第3話 神様がいるならば

僕は現在36歳。

これまで劣等感だらけの人生を歩んできた。

本当に悔しくてたまらない人生だった。

思うに、醜い容姿が一番の原因だ。

小学生の頃から、常に容姿の問題で悩み、苦しみ、自殺したいと思うことさえあった。

不登校になったこともあった。


小さいうちは、運動ができれば皆の中心にいることができた。勉強もクラスで上位に入っていた。努力をすれば報われる。それが正しいし、平等だと信じていた。
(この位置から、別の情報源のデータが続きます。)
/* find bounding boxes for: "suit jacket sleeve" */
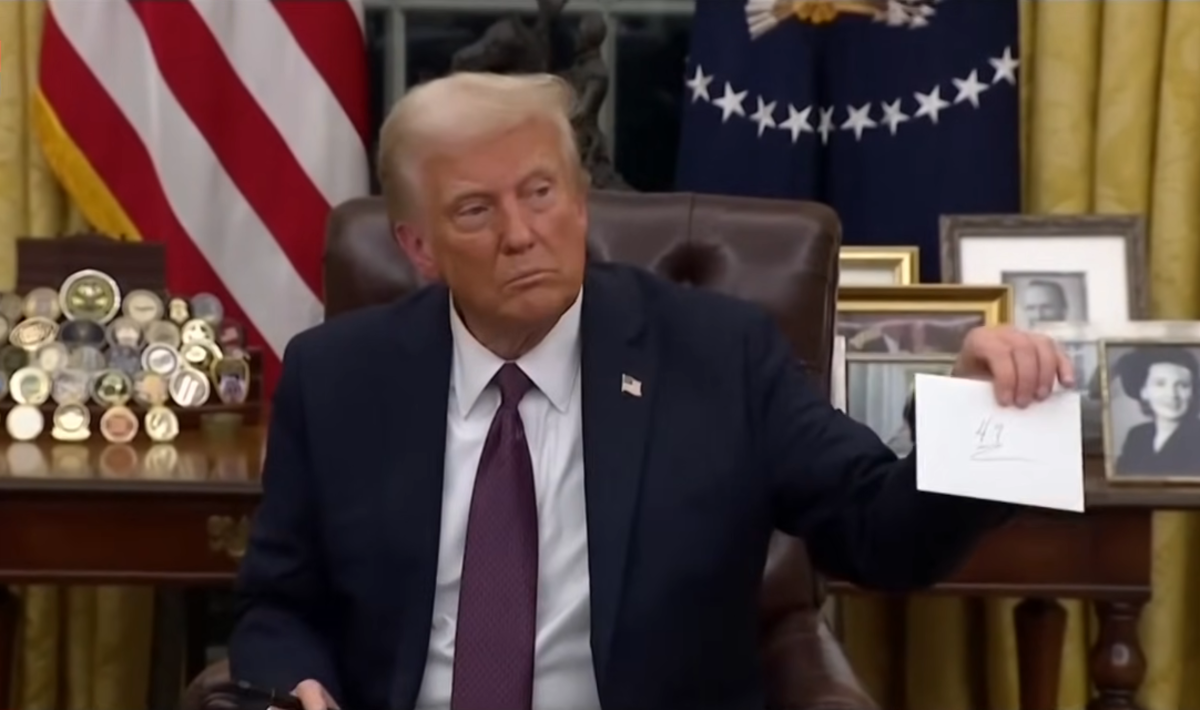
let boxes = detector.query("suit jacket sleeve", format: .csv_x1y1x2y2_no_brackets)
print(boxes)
229,341,341,699
748,315,1015,591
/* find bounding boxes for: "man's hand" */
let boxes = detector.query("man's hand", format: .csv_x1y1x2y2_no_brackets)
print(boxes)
952,325,1075,407
276,680,337,710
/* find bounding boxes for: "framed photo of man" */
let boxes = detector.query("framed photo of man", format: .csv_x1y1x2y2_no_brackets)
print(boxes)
838,284,1012,360
941,215,1150,329
1099,339,1200,483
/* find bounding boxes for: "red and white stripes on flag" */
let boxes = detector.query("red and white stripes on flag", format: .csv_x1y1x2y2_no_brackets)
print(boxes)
34,0,368,391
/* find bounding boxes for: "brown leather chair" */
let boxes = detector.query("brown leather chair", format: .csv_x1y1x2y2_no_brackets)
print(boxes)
184,191,877,710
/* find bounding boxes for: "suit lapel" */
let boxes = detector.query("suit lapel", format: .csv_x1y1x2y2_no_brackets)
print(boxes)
376,287,452,708
581,267,658,688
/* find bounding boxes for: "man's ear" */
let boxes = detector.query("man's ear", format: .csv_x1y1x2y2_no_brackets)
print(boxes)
394,223,438,281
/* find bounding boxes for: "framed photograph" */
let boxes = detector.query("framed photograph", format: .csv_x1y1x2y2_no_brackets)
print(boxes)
846,355,954,456
838,284,1013,359
1033,320,1200,455
829,336,846,411
941,215,1150,329
838,247,920,285
1099,339,1200,483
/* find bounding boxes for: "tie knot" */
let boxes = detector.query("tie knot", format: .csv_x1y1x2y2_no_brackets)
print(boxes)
496,362,533,407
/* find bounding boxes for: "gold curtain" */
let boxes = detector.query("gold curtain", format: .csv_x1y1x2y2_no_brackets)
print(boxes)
842,0,1200,710
0,0,154,710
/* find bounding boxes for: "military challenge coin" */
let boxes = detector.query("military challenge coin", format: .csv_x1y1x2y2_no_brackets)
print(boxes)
67,345,108,372
8,367,50,407
91,369,133,407
133,369,170,409
34,343,70,375
5,404,46,441
212,357,250,404
142,343,184,377
191,294,224,327
50,404,91,441
100,407,138,444
50,369,91,404
143,320,184,348
121,289,167,327
104,315,142,348
0,293,25,323
59,269,121,323
8,315,59,350
167,367,212,407
20,287,62,323
145,407,179,443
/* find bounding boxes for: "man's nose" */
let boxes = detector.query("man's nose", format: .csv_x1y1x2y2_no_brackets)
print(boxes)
500,204,533,252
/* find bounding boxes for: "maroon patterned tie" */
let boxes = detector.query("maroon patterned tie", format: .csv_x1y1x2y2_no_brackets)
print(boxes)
450,362,538,710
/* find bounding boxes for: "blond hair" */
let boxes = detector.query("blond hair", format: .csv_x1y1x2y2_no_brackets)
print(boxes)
378,72,583,224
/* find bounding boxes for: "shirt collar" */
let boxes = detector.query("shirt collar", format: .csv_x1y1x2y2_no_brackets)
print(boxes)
450,291,583,416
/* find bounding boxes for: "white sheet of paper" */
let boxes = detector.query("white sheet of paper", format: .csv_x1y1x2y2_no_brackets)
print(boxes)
914,374,1084,512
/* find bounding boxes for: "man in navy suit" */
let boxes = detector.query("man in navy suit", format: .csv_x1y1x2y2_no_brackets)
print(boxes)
230,73,1072,710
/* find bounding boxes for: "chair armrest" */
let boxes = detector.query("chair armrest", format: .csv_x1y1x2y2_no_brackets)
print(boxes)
762,609,878,710
179,661,240,710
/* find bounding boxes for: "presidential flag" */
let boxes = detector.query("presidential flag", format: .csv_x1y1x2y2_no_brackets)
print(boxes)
677,0,1020,281
34,0,370,391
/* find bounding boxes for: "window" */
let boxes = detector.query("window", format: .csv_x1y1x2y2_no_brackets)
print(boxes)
366,0,692,192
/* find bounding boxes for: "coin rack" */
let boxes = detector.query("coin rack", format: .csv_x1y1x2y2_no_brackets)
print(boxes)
0,234,263,440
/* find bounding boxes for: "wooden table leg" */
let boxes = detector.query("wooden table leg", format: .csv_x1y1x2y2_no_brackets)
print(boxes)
1013,598,1067,710
0,584,20,708
1087,601,1146,710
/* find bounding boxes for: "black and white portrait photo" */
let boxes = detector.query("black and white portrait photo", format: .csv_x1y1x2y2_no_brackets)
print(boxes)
846,359,954,456
1100,342,1200,482
1001,271,1087,330
838,311,986,355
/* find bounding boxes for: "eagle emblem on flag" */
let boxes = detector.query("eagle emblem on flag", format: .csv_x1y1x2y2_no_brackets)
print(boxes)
746,0,942,38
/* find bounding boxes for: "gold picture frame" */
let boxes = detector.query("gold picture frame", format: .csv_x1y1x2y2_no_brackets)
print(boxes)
1098,337,1200,486
838,246,920,287
836,283,1013,360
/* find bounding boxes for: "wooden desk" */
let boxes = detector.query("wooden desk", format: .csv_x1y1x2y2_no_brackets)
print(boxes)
832,457,1200,710
0,429,1180,710
0,429,263,698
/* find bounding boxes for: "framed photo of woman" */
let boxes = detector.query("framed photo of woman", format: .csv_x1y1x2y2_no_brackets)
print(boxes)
1099,339,1200,483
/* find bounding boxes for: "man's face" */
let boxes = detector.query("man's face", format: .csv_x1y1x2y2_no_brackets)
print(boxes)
1021,284,1067,325
398,121,587,327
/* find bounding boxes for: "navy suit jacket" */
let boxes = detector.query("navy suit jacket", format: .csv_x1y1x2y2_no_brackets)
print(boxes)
229,265,1010,710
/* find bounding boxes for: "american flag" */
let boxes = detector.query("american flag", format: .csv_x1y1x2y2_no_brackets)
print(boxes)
677,0,1020,281
35,0,368,391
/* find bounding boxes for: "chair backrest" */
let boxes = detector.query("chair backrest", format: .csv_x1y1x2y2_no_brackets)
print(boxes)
325,191,841,609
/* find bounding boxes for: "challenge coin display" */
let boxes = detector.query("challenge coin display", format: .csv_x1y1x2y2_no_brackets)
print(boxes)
59,269,121,323
0,274,252,441
100,407,138,444
5,404,46,441
50,404,91,441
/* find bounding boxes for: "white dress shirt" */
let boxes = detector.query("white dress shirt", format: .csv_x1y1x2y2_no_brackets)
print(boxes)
416,294,600,710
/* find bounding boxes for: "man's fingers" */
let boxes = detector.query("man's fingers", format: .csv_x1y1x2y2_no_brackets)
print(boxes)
292,680,337,710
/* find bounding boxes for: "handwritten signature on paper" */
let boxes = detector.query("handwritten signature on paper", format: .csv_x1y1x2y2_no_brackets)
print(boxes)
971,416,1033,463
それが小学生高学年、中学生となってくると、運動だろうが成績だろうがブサイクが少し頑張った程度では全く無意味となった。


全てイケメンに持っていかれる。

どんなに成績が悪くても、不良でも、見た目で人気は決まってしまった。

さらにそれを悪化させたのは学校の規則だ。眉毛を整えるな、髪をセットするな、制服もいじるな。ブサイクにはそのまま醜い姿を晒していろ、というのだ。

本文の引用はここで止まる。